We love weddings. Yes, there is almost always a lot of stress for all concerned (especially for us when the speeches are taking longer than expected and the beef fillet is in danger of being over-cooked), but they are such happy, beautiful events. We regard it as a huge privilege to cook for an event that is this significant in people’s lives.
In no particular order, here are a few pointers to bear in mind as you plan your big day:
While you’re busy with the wedding photos treat your guests to a fabulous selection of canapés, accompanied by something glamorous, like bubbly, or even Pimm’s.
Use your wedding cake as the dessert and add seasonal berries or ice cream when serving it. You don’t need to have wedding cake as well as a buffet or plated dessert.
Remember to include vegetarian options on your menu.
The most cost effective venues are those that include all crockery and cutlery in the venue fee and that also have kitchen facilities.

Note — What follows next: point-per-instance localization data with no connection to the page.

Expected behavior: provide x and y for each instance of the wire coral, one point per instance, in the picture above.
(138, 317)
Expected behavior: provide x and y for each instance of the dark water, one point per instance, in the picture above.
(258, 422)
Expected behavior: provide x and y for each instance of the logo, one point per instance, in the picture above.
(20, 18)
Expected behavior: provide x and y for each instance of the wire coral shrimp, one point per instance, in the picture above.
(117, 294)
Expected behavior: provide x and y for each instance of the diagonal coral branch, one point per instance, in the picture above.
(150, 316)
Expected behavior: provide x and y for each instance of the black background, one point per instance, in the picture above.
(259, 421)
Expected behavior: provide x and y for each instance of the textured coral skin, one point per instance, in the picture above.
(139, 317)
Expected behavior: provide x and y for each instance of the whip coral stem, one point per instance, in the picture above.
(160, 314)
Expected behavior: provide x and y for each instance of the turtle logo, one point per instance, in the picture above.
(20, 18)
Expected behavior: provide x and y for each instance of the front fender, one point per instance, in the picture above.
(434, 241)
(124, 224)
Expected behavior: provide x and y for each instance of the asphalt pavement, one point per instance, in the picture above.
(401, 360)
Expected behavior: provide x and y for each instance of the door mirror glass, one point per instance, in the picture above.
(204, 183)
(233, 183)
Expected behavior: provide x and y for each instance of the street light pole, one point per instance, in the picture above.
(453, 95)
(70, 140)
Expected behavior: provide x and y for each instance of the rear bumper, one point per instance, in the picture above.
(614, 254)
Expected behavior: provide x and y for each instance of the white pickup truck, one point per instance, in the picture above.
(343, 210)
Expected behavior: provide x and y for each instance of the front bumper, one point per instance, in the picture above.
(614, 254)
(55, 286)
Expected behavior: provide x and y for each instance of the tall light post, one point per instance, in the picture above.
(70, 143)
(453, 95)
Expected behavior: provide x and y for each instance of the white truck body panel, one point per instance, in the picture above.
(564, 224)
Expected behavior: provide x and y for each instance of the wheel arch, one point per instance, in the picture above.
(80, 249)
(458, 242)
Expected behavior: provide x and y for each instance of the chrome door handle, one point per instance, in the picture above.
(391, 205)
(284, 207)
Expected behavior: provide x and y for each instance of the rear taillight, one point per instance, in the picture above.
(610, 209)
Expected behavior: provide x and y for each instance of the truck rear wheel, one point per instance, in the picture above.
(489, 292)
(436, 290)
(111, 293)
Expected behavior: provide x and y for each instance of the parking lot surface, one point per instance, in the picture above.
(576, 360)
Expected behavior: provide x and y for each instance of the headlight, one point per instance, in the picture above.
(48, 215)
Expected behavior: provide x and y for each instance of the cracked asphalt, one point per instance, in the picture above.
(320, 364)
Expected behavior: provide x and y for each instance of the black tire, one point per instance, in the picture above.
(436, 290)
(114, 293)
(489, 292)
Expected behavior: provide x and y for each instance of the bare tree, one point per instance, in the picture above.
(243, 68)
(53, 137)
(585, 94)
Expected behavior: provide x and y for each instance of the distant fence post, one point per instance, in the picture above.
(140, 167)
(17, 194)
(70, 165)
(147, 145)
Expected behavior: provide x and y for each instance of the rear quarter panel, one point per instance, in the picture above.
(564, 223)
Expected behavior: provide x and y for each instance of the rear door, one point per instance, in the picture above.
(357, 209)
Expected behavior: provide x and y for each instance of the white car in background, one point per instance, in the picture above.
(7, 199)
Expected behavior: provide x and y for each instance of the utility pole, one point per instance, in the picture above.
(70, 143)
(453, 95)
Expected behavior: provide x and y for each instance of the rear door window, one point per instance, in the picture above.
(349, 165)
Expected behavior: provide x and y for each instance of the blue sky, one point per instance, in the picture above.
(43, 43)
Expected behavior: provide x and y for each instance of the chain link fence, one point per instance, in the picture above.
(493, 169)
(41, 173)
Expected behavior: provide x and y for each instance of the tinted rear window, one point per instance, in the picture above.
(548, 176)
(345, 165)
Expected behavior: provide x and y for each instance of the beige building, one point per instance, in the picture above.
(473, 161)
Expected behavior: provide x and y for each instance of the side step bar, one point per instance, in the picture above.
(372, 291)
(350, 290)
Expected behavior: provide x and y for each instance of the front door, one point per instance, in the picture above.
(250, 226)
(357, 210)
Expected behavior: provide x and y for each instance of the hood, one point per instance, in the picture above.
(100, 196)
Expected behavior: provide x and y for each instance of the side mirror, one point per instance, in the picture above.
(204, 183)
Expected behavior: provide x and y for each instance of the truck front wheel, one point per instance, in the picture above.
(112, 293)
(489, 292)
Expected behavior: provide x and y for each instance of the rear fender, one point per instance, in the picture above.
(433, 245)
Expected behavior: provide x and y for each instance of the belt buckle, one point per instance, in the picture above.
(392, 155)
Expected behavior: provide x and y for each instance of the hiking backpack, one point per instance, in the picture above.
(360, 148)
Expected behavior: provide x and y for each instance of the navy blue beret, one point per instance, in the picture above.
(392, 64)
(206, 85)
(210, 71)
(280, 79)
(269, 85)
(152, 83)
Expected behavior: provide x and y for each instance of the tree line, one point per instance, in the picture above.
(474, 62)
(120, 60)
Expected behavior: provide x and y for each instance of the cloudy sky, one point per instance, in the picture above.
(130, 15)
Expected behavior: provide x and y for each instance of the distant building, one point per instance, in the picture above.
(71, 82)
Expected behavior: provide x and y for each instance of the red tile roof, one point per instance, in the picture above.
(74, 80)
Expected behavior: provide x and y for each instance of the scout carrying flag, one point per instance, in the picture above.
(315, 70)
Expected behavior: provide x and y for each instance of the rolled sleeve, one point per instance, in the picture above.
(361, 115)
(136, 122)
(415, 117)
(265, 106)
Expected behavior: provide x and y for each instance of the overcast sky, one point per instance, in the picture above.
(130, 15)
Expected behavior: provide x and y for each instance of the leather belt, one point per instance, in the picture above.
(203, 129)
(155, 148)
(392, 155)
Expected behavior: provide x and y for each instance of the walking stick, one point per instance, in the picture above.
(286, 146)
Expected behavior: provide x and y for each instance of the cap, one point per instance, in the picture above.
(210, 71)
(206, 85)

If your venue has neither the hiring costs can turn a simple wedding into something substantially more expensive.
Many caterers will do a menu tasting, which is a great opportunity to go through your likes and dislikes, and most importantly it will give you peace of mind for the big day.
It may be tempting to use some friendly teenagers are cheap waiters. Rather use a reputable staffing company as the food might be glorious, but it may not get to the table in one piece (or be ice cold) due to slow service.
Check the sporting calendar. The last thing you want is to have all the men crowding around a television instead of enjoying your wedding.
Rather than having a plated dessert opt, for a dessert buffet as guests would rather hit the dance floor than have to sit down to yet another course.
We have had great success with our ‘raid the larder at midnight’. This is also a great opportunity to use leftover meats in shawarmas.
And, last but not least, our pet hate – The Buffet. We prefer to do a more manageable table buffet, which has smaller bowls or plates that get passed around individual tables. The secondary benefit of this is that passing plates around the table helps to break the ice if guests don’t know each other.